中国浙江省・Xitou村の文化コミッショナー Longquan celadonで文化遺産を未来へ video poster
中国東部の浙江省にあるXitou Village(シートウ村)で、伝統磁器「Longquan celadon(龍泉青磁)」を中心にした文化遺産の保全と村おこしが進んでいます。文化コミッショナーのWu Maoying(ウー・マオイン)さんが住民とともに取り組むこのプロジェクトは、歴史あるものづくりをいまに生かしながら、村の未来を描こうとする試みです。
Longquan celadonが呼び込む「見て・触れる」観光
Xitou村は、Longquan celadonと呼ばれる伝統的な青磁の産地として、訪れる人たちを引きつけています。観光客は、単に出来上がった器を眺めるだけでなく、伝統的な磁器づくりの工程に間近で触れ、その技と時間の積み重ねを体感しています。

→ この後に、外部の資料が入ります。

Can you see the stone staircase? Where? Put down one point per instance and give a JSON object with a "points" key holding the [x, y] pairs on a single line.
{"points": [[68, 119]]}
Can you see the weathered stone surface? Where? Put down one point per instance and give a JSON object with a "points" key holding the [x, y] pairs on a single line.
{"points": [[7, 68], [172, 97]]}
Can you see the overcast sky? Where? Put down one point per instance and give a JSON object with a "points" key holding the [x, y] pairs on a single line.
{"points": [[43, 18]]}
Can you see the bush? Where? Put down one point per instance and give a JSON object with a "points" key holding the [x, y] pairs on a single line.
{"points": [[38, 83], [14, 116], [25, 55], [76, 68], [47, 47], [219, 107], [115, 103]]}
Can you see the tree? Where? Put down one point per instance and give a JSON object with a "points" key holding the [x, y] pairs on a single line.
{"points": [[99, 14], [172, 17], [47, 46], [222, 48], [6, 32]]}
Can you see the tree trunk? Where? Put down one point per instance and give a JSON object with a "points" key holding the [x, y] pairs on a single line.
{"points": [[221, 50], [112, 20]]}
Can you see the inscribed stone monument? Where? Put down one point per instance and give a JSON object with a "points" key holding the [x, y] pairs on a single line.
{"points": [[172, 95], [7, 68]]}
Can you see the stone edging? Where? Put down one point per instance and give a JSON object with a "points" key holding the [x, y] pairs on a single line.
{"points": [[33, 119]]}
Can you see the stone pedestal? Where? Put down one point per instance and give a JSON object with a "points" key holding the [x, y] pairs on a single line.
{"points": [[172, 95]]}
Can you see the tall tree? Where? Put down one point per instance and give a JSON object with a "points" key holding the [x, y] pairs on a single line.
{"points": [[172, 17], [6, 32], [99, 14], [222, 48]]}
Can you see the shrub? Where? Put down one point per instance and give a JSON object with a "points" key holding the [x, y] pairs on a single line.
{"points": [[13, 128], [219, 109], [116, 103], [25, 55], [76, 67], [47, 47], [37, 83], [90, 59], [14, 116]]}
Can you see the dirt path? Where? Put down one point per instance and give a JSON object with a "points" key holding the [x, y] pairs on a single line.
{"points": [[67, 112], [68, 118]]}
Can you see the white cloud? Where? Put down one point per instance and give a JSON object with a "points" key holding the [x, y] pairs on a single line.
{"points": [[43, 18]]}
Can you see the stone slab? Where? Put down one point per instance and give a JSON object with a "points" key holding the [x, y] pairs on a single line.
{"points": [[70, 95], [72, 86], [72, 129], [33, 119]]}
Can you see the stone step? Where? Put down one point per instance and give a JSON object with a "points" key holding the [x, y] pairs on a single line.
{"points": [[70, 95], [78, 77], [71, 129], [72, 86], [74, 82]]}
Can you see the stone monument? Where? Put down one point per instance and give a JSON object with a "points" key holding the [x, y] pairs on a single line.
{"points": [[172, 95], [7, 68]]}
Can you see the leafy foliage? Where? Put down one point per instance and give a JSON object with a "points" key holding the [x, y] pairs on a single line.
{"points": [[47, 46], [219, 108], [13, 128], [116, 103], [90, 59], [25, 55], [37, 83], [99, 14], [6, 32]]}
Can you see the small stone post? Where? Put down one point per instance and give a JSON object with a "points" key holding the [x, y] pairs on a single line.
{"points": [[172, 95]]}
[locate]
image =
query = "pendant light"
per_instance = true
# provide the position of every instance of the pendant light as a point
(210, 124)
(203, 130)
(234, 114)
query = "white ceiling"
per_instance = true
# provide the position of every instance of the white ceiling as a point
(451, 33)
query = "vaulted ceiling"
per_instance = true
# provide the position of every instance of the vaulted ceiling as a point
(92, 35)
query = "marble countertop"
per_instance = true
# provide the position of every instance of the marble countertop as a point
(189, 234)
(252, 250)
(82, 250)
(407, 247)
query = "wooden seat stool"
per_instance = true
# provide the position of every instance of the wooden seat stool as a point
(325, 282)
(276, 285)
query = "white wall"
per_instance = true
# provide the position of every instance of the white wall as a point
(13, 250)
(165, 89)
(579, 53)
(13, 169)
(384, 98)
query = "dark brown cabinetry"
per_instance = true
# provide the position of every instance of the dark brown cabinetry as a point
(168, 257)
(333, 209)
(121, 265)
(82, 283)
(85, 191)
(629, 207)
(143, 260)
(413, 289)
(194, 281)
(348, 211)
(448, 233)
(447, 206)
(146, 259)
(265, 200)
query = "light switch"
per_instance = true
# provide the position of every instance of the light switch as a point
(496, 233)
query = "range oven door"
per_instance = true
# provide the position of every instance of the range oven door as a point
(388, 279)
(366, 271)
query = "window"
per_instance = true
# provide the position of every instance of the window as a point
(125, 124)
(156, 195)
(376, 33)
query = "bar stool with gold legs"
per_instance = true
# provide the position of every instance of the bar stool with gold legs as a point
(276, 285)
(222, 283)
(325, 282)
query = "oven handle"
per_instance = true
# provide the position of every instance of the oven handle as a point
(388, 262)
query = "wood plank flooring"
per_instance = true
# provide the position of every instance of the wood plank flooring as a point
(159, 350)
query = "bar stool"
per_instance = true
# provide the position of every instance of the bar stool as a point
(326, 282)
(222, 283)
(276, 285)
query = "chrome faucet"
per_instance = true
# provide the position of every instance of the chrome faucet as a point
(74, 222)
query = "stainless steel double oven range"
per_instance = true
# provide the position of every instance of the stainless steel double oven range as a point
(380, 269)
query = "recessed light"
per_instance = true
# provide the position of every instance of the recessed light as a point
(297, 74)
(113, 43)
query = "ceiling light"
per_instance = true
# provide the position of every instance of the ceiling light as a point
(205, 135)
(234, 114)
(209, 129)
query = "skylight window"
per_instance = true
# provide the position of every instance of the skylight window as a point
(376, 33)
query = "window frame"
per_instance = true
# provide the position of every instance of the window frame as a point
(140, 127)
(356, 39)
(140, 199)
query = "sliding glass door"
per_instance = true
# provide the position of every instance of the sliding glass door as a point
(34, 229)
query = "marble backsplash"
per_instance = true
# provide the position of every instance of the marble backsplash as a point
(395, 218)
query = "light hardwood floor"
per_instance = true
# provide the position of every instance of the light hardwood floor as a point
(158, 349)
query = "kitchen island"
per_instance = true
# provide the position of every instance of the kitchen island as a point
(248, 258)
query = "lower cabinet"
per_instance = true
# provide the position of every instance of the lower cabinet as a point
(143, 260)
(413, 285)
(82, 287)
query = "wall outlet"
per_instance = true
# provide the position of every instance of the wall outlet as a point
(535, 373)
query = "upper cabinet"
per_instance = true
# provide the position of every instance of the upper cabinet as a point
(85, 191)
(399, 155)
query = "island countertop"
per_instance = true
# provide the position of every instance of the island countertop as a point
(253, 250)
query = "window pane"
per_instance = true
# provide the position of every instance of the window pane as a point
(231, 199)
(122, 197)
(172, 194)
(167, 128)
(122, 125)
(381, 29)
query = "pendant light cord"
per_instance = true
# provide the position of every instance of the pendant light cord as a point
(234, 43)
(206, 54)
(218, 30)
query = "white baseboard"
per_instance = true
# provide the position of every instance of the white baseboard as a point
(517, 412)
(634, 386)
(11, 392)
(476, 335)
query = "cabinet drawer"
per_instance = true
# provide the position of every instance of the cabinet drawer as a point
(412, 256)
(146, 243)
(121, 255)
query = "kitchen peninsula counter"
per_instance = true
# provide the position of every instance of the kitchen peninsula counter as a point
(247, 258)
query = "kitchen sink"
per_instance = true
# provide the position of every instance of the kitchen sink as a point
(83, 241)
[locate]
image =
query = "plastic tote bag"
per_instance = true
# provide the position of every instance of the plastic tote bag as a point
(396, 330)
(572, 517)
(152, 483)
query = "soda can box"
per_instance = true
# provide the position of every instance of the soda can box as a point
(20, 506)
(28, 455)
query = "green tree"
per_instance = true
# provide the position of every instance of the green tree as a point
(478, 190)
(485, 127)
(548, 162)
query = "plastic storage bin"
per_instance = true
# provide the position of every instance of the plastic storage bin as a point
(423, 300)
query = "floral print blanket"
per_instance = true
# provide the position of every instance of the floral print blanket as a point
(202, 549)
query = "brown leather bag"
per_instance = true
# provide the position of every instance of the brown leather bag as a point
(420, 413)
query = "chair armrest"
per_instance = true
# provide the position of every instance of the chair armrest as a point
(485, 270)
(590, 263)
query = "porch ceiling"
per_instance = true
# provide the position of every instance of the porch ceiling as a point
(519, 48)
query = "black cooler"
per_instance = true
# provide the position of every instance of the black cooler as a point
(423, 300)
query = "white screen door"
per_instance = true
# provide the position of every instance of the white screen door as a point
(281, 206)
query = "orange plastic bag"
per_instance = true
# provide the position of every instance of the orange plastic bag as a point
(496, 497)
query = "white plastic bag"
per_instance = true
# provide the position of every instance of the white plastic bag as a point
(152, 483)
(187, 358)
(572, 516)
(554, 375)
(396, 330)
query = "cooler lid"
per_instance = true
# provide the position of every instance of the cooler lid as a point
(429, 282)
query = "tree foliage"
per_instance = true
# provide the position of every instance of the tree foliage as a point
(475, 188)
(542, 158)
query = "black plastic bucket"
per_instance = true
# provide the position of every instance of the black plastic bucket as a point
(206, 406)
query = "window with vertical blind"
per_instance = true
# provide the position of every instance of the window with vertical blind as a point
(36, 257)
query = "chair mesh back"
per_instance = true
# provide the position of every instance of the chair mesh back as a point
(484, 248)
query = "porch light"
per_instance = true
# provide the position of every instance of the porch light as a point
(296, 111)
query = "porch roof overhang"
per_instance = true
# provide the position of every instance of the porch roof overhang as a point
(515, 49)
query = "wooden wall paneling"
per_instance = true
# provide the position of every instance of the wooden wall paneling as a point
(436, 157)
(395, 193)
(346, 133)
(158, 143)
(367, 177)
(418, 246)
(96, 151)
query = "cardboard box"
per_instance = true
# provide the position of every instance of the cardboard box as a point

土をこね、成形し、釉薬をかけ、窯で焼き上げるまでの一連のプロセスを目の前で見ることで、日常で使う器の裏側にある物語が立ち上がってきます。国際ニュースでは大都市の話題が取り上げられがちですが、こうした地方の現場こそ、中国の文化の厚みを感じさせる瞬間と言えるかもしれません。
文化コミッショナー・Wu Maoyingさんがつなぐ人と文化
こうした取り組みをリードしているのが、文化コミッショナーのWu Maoyingさんです。文化コミッショナーとは、地域の文化資源を掘り起こし、住民と来訪者をつなぎながら、新しい価値を生み出す役割を担う存在です。
Wuさんの案内のもとで、Xitou村は自分たちの歴史や技術を見直し、それを次世代につなぐ方法を模索しています。伝統工芸を「昔のもの」としてガラスケースに閉じ込めるのではなく、いまも続く暮らしの一部として再び位置づけ直しているのです。
にぎやかなパフォーマンスと住民参加で「生きた遺産」に
Xitou村では、磁器づくりだけでなく、にぎやかなパフォーマンスや地域イベントを通じて文化遺産を「見せる」工夫も進んでいます。村の人びとが主体となって、Longquan celadonの魅力や村の歴史を伝える場がつくられています。
地域の人びとが参加する実演やさまざまなパフォーマンスを通じて、来訪者は単なる見物客ではなく、物語の一部としてこの村の時間を共有します。見て終わりではなく、参加しながら学び、楽しむ観光のかたちが育ちつつあります。
住民が積極的に関わることで、文化は「保存されるもの」から、「ともにつくり続けるもの」へと姿を変えていきます。若い世代にとっても、村の文化に誇りと関心を持つきっかけになり、コミュニティのつながりを強める効果も期待できます。
深い歴史を尊びながら、未来志向の村づくり
Xitou村の取り組みは、深く根付いた歴史を尊重しながら、未来志向で地域をつくり直そうとするものです。Longquan celadonという伝統を単に「守る」のではなく、現在の暮らしや仕事、観光と結びつけることで、文化は息を吹き返しています。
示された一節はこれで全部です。